I set off at mid-day for Once Brewed, a Northumberland National Park visitor centre along Hadrian's Wall, where I was due to be playing that evening. Little did I know that I'd chosen the hilliest route possible, following the Roman road from the town of Wall westwards. The Romans in their wisdom  built their roads in a straight line regardless of the terrain, and it wasn't long before Bluebell struggled to a stop halfway up a hill. I managed to get to the top of the hill after letting her cool down for a while, but after speaking to the staff at Once Brewed I was concerned that if I got stuck in a dip further ahead it might be dangerous as they said there were a lot of hidden dips.

I was left with no choice but to phone the AA, and sat waiting for them in a car park feeling pretty miserable. By the time I'd been towed to Once Brewed Bluebell wouldn't start at all, and the AA man had to tow me into position - luckily I was camping the night in the car park anyway, and I was hoping that by the morning Bluebell would have cooled down and be ready to go again. I set up for the evening gig, and the staff at Once Brewed were really kind to me, making plenty of hot drinks. After playing  I watched a film on my small TV in the milk float, and fell asleep hoping that I'd be able to continue the next day.
 




Sadly, there was no sign of life as I switched Bluebell's ignition on in the morning. I'd been given the number of somebody who serviced milk floats in the North East area, and  he said he'd be able to come and look at it later that day. After running some tests, Gary said that it looked like the motor had blown, and that the likely cause was being towed by the AA, which had overheated the motor to the point where it had damaged the coiling inside. The only hope was to take the motor out and have it re-conditioned, which would take 3 days. Bluebell had to be towed to a nearby garage to have the motor removed and I had to quickly remove some belongings so that I could check into the Once Brewed Youth Hostel next door. I was devastated as I watched my home and tour bus being taken away, unsure even if the tour would be able to continue.
 
I had a gig to get to in Moffat in Scotland two days later, so decided to hire a car to enable me to fulfil my booking. The drive through Kielder Forest Park into Scotland was incredible, with huge forests, lakes and rivers winding through practically wilderness. It was a sad feeling crossing the border into Scotland without Bluebell but I was determined to come back for her and do my very best to continue the tour. I was playing a house concert that night at a guy called John Weatherby's house, who as well as being a fantastic host is also a professional sound engineer with his own recording studio, where I played to his friends that evening. I had them in stitches as I told them about my various breakdowns along the way, and felt uplifted at finally seeing the funny side of my troubles over the last few days.
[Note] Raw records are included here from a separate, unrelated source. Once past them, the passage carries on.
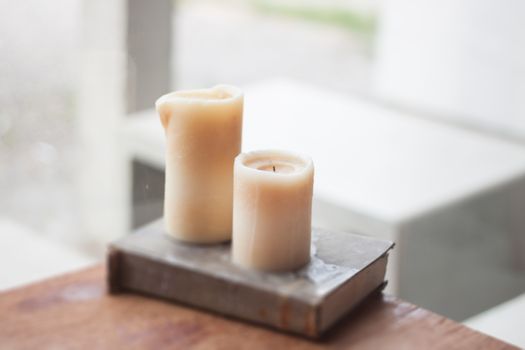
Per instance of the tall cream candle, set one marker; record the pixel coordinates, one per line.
(272, 210)
(203, 132)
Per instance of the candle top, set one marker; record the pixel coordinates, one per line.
(275, 163)
(216, 95)
(202, 98)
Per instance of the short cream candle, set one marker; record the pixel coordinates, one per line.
(203, 133)
(272, 210)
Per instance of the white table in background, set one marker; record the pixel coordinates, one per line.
(451, 199)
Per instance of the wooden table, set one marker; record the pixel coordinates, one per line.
(73, 311)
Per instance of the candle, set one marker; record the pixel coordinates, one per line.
(203, 133)
(272, 210)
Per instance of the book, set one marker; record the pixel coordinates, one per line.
(344, 269)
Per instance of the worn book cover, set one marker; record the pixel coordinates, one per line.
(344, 269)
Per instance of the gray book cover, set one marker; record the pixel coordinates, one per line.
(344, 269)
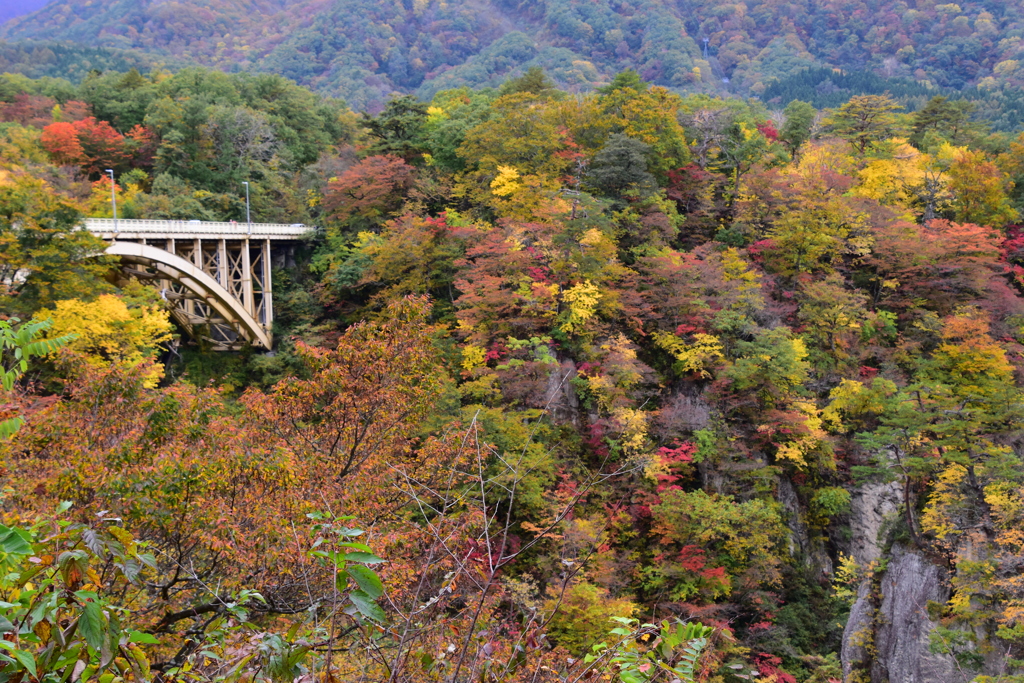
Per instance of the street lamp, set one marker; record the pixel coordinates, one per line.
(114, 200)
(249, 221)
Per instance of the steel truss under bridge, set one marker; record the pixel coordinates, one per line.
(217, 275)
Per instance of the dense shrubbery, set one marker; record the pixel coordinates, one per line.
(565, 358)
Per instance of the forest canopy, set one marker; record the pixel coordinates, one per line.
(625, 383)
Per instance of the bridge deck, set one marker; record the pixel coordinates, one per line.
(129, 228)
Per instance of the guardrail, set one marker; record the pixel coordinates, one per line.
(196, 227)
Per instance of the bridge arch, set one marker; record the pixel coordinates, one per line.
(196, 285)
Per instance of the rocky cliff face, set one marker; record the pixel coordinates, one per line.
(887, 637)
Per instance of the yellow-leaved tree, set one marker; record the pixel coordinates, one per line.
(110, 331)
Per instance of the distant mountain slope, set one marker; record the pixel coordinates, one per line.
(75, 61)
(11, 8)
(365, 50)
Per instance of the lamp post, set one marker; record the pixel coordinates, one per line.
(114, 200)
(249, 221)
John and his partner Mairi were a very gentle and relaxed couple, and they said I could stay as long as I needed to. It was great to be able to stay in the same place for a few days and re-charge my batteries (not just Bluebell's!). I spent a day with John setting up for a gig in a local village hall, and did some walking and catching up on my tour diary. I set off again the following Monday, back to the garage where Bluebell was being repaired. As I arrived my heart jumped for joy as I saw Gary driving Bluebell around the garage forecourt, but as he pulled her in to park I sensed there was something wrong. She could drive forwards, but not backwards!
 
It turned out that the controller had blown a circuit due to being towed so far, and it would mean another delay of 3 days until the part could be ordered and replaced. So my journey has taken me back to Alston, where I've been staying at a YHA and making the most of the time by catching up on tour planning and also doing some walking along the incredibly beautiful Pennine Way. All being well the controller will be fitted tomorrow morning and I'll be taken with Bluebell on the back of a lorry to Ardrossan, where our adventure to the Western Isles of Scotland will begin.